“the language of God—a dead language, resurrected, but come back
babbled apart, missing limbs. Imagine Lazarus, four days dead:
a bloat, blood-foam leaking language.” —from “Charismata”
I spent hours most days as a child in a bleached-white country chapel, crawling under empty pews, hiding out in its mildewed basement adjacent to the cellar full of bats that sometimes slipped up into the sanctuary in the middle of my father’s bellowing sermons. I was raised Pentecostal in the foothills of the Appalachians: glossolalia was my family’s second language, my mother muttering in tongues under her breath as she scraped our dishes clean, my grandmother hollering out a dark angelic word whenever she stubbed her toe.
I never could speak that language. A queer man living in the South, my identity has often jarred against & brawled with the religion of my youth, a scrappy, intimate bout that jostles through much of my work as a poet. In my day job, a child brawls too, tugged wordless, punching, head-banging, & hollering through life, the force of his body his only vocabulary we seem to understand: a glossary of bruises & fists, determined to be heard.
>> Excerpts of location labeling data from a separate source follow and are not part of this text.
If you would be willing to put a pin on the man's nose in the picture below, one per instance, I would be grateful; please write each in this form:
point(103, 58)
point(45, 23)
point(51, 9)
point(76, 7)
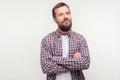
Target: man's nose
point(65, 16)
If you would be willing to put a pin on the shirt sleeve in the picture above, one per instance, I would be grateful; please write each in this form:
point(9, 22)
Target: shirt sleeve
point(75, 63)
point(47, 65)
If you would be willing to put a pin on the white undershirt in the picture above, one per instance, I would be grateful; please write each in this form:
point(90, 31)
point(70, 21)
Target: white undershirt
point(65, 50)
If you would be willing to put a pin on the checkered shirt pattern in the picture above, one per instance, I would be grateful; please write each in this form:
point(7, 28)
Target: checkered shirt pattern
point(51, 45)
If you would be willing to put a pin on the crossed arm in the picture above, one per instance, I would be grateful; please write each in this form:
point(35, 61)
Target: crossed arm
point(55, 64)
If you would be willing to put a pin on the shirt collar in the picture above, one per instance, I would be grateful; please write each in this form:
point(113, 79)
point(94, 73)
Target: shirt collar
point(59, 35)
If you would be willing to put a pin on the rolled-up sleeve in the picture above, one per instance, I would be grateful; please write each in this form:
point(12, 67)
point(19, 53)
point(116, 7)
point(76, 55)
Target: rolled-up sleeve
point(47, 65)
point(75, 63)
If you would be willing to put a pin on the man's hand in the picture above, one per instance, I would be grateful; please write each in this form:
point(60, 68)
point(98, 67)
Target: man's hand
point(77, 55)
point(53, 58)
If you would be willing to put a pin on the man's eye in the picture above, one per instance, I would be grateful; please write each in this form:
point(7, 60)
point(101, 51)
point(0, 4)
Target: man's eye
point(60, 14)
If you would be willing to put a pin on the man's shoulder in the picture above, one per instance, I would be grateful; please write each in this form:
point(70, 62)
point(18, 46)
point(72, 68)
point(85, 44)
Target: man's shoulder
point(49, 36)
point(76, 34)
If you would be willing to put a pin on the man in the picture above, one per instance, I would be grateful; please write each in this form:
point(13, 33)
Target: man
point(64, 53)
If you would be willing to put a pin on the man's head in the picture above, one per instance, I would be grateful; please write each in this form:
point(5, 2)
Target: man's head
point(62, 16)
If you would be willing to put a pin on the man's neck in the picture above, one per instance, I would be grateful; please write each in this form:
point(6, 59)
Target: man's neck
point(63, 32)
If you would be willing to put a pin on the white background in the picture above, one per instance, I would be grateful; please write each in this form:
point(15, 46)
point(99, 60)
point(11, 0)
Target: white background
point(23, 23)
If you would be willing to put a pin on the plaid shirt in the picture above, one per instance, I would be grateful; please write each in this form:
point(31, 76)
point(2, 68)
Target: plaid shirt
point(51, 45)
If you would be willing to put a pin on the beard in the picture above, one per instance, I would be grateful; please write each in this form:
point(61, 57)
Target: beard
point(65, 28)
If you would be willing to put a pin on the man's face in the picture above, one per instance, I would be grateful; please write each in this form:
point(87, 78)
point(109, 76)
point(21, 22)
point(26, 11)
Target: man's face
point(63, 18)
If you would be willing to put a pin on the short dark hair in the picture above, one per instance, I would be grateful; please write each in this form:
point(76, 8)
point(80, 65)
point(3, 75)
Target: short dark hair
point(57, 6)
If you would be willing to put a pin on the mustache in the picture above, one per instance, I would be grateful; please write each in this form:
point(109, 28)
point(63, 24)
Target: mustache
point(66, 20)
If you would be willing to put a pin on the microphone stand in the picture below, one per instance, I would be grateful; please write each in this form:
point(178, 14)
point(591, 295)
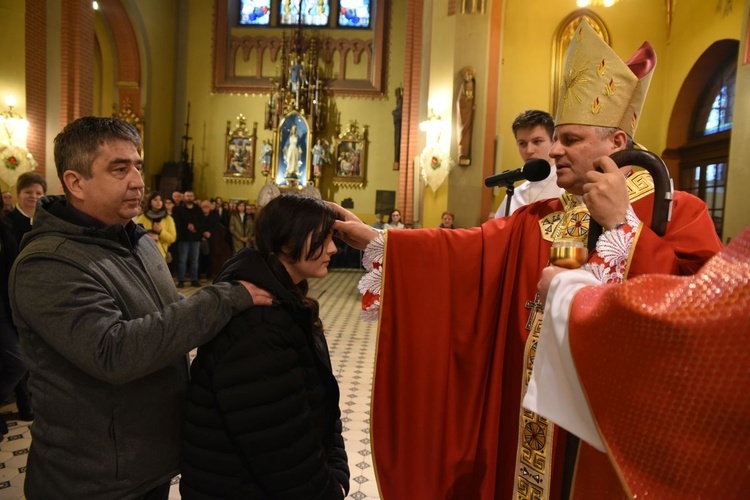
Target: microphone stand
point(509, 190)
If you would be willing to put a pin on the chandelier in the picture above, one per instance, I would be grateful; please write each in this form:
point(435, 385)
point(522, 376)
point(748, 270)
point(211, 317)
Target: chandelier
point(13, 126)
point(603, 3)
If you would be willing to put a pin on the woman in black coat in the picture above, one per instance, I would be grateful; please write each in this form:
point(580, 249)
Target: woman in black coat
point(263, 418)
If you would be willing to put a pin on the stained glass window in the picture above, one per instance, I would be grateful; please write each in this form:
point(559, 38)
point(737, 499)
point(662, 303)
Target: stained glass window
point(354, 13)
point(305, 12)
point(255, 12)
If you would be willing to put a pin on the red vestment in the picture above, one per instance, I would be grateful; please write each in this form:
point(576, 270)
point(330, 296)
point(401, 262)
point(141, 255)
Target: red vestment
point(454, 309)
point(677, 350)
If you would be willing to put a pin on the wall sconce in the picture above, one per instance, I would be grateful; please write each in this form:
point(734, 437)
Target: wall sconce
point(432, 127)
point(13, 126)
point(604, 3)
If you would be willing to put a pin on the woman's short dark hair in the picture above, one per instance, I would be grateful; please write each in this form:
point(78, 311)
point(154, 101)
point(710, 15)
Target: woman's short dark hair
point(283, 225)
Exiled from language, he seems to know it more closely than most, jabbering out a menagerie of playful syllables, echoing disjointed syntax solely for the joy of sound.
All my work seems to be written at the juncture of these two languages, echolalia & glossolalia: I want my poems to be a secondhand echo of a holy tongue, a translation of the nagging babble in my head into a language even a god could understand.